A man is missing. And no ordinary man. An extremely public figure, larger than life. A man of legendary flamboyance, given to flaunting his proximity to, and power over, the rich and the famous, the bold and the beautiful of the planet. A man whose rise from small-town anonymity to staggering wealth has left a nation spellbound. But for the last few months, Subroto Roy seems to have vanished. Leaving unanswered questions that could affect millions: where is he now; what is he suffering from; whether the Sahara empire can survive his absence; who his successors could be. Outlook pieced together this puzzle. It’s a strange story.
Given his penchant to be regularly seen with the right people, Subroto Roy's absence and total withdrawal from the world for the last few months is, to say the least, baffling. His only public appearance since January this year was on April 1, 2005, when he paid floral tribute to his late father, Sudhir Chandra Roy, on the latter's birth anniversary at Amby Valley, the grand township he has built near Lonavala in Maharashtra.
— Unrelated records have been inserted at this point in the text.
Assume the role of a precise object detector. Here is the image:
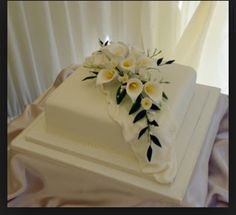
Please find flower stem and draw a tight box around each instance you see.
[116,66,123,76]
[145,112,152,146]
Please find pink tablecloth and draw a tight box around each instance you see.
[7,65,229,207]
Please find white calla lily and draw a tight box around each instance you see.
[137,56,156,68]
[126,78,143,102]
[96,69,118,85]
[144,82,163,104]
[101,42,129,61]
[141,97,152,110]
[119,57,136,73]
[84,52,110,68]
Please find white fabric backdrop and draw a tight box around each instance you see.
[7,1,228,118]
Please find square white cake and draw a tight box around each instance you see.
[43,41,197,184]
[11,41,220,205]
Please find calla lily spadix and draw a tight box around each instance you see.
[144,82,163,104]
[119,57,136,73]
[141,97,152,110]
[126,78,143,102]
[96,69,118,85]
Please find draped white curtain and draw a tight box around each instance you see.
[7,1,228,118]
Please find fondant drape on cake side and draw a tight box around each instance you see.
[101,81,178,184]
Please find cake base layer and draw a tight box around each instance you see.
[11,84,220,205]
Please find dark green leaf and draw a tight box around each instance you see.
[104,40,109,46]
[98,38,103,46]
[116,86,121,103]
[82,76,97,81]
[129,95,141,115]
[162,92,168,100]
[116,86,127,104]
[141,80,147,84]
[148,120,159,127]
[150,135,162,147]
[133,110,146,123]
[115,67,123,76]
[147,145,153,162]
[151,104,160,111]
[157,57,163,66]
[91,71,98,75]
[165,60,175,64]
[138,126,149,139]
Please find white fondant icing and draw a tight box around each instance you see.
[45,63,196,183]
It seems that he hasn't moved out of there for months, although there are unconfirmed reports of Saharashree (as he is referred to reverently by his staff) sightings in Delhi and Lucknow.
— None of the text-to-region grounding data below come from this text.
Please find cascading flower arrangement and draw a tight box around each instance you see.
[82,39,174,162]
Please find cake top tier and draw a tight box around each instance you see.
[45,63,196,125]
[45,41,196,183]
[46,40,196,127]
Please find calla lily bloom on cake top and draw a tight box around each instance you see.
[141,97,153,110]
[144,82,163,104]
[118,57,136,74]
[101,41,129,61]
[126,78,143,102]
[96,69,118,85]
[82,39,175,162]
Naturally, Roy's silence got people talking, and the rumour mills started grinding overtime about what was wrong with him. The mystery around his health became more intriguing. A pil filed by a Lucknow-based lawyer alleged that Roy was being kept under house arrest by his wife, Swapna, and his right hand man, O.P. Srivastava, who currently handles the group's parabanking business. Though the pil wasn't admitted, it just increased suspicions over his absence.And this was played out against the backdrop of an internal tussle to anoint his inheritor(s), and unease among the 61 million depositors in Sahara's parabanking schemes and thousands who had booked houses in its housing projects. Where was Roy? And would the group collapse without its charismatic leader?